Have you ever felt the breeze of a black vulture flying just a few feet over your head? Or heard an Australian laughing kookaburra laugh?
At the Birdman: World Class Bird Show at the N.C. State Fair, you can!
The Birdman, Joe Krathwohl, has a diverse pack of performing birds with him at his first-ever appearance at the State Fair. The Birdman performs three shows a day at a set located between gates six and seven. Based in Las Vegas, he’s provided live bird entertainment for 41 years.
With him in Raleigh this week, the Birdman has six performing birds, including a Bateleur eagle and a giant Andean Condor. The Bateleur eagle is one of only 20 or so in the United States. There are only a few thousand left in their native range in East Africa. Krathwohl doesn’t believe there is another touring show featuring Andean condors.
After 41 years in front of crowds, Krathwohl still enjoys educating people about birds.
With live birds as the stars of the show, no two performances are the exact same. In a performance over the weekend, wild birds in the trees surrounding the performance area caught the attention of the kookaburra, who has been a little distracted ever since.
“There’s a lot of moving parts in my show and a wide variety of birds,” the Birdman said. “They eat different things. They train different ways. I coordinate it so that people can see all these different things and birds from different parts of the world in 30 minutes. Through training, visitors get to see the best of the birds. The ultimate goal is that no matter who they are or what they think about birds when they arrive, we want them to leave loving birds and help protect them in the wild.”
The birds featured in the show came to him in different ways. A yellow-naped Amazon parrot arrived when its carers needed to move and couldn’t keep it. The Bateleur eagle, named Sheeba, was a gift from two of Krathwohl’s friends in Las Vegas – the famous Siegfried and Roy. For all their skills with big cats, the duo realized it didn’t know how to properly care for birds and turned to an expert.

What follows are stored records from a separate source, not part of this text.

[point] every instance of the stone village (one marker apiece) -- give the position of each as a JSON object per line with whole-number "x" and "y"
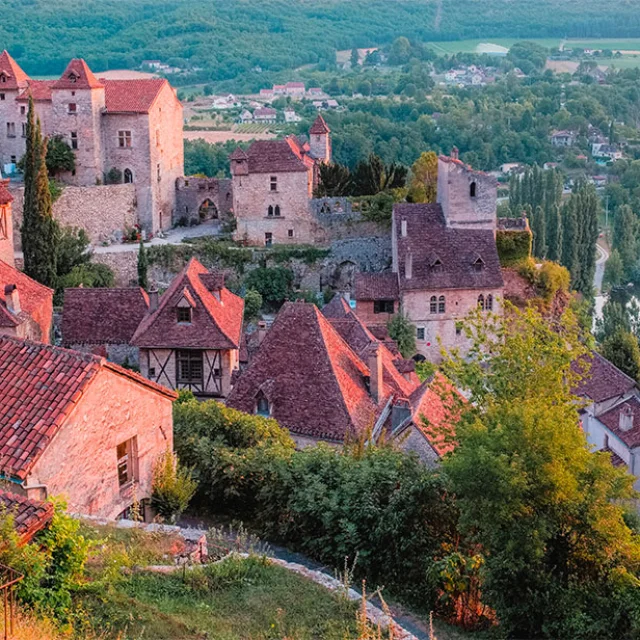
{"x": 65, "y": 407}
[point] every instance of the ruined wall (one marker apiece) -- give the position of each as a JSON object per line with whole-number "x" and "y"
{"x": 102, "y": 211}
{"x": 81, "y": 461}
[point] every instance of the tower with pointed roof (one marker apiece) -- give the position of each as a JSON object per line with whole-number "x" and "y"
{"x": 77, "y": 104}
{"x": 320, "y": 140}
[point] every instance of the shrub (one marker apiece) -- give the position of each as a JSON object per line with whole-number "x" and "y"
{"x": 172, "y": 487}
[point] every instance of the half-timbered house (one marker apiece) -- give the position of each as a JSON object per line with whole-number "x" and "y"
{"x": 190, "y": 339}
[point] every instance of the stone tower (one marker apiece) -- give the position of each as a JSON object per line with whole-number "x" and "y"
{"x": 78, "y": 102}
{"x": 468, "y": 198}
{"x": 320, "y": 140}
{"x": 6, "y": 224}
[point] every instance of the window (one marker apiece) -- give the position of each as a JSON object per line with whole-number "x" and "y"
{"x": 190, "y": 369}
{"x": 383, "y": 306}
{"x": 262, "y": 406}
{"x": 127, "y": 453}
{"x": 124, "y": 139}
{"x": 184, "y": 314}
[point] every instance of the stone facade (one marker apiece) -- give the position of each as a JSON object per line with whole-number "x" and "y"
{"x": 84, "y": 469}
{"x": 104, "y": 212}
{"x": 202, "y": 199}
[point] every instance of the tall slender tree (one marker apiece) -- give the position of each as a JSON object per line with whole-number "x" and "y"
{"x": 40, "y": 233}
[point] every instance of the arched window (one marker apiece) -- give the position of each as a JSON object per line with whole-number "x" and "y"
{"x": 262, "y": 406}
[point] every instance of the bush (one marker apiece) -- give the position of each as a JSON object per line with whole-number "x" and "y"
{"x": 172, "y": 487}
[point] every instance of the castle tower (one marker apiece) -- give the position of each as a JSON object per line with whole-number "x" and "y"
{"x": 6, "y": 224}
{"x": 78, "y": 102}
{"x": 320, "y": 140}
{"x": 468, "y": 198}
{"x": 13, "y": 80}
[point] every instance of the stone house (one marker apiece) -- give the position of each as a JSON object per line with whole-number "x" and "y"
{"x": 190, "y": 338}
{"x": 273, "y": 183}
{"x": 444, "y": 261}
{"x": 75, "y": 425}
{"x": 103, "y": 321}
{"x": 126, "y": 130}
{"x": 329, "y": 379}
{"x": 26, "y": 306}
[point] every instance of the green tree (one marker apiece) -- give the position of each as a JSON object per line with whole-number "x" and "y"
{"x": 404, "y": 333}
{"x": 143, "y": 266}
{"x": 622, "y": 349}
{"x": 40, "y": 233}
{"x": 541, "y": 506}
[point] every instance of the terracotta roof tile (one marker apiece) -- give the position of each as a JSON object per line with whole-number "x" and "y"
{"x": 102, "y": 316}
{"x": 216, "y": 324}
{"x": 16, "y": 77}
{"x": 376, "y": 286}
{"x": 312, "y": 378}
{"x": 428, "y": 238}
{"x": 77, "y": 75}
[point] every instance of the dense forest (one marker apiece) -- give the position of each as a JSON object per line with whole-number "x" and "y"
{"x": 224, "y": 38}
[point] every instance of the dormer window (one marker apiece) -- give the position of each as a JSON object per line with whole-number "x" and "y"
{"x": 184, "y": 315}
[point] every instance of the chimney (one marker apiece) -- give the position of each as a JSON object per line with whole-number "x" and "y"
{"x": 408, "y": 266}
{"x": 12, "y": 298}
{"x": 626, "y": 418}
{"x": 262, "y": 331}
{"x": 374, "y": 361}
{"x": 153, "y": 299}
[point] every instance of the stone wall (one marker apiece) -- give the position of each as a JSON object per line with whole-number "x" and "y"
{"x": 102, "y": 211}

Sheeba is 38 years old and has performed with The Birdman in every state but Vermont.
The Birdman’s show starts with a warning: The birds featured are all capable of flight (their wings aren’t clipped) and they can be unpredictable. In the event a bird decides to fly away, the show will be cut short while Krathwohl works to convince the bird to come home.
“This is the first time I’ve performed under a tree canopy,” the Birdman said. “When the audience comes in, this area makes it feel like you’re away from the fair and away from the city. Once the show starts and the seats are full, it kind of insulates us and it kind of feels like we’re in a real forest clearing and I get to introduce people to birds from around the world. That really enhances the show.”
Education and conservation are at the heart of Krathwoh’s show. He’s in the process of pairing his Andean condors with a goal of sending two parent-raised Andean condors to the Andes each year. At the end of his show, the Birdman collects optional donations to The Condor Fund, a nonprofit foundation he started to support the species.
Kurt, a blue and gold macaw, stands on top of donation box, takes bills from donors and drops them into the box.
The show takes place at 10:30 a.m., 1 p.m. and 4:30 p.m. daily.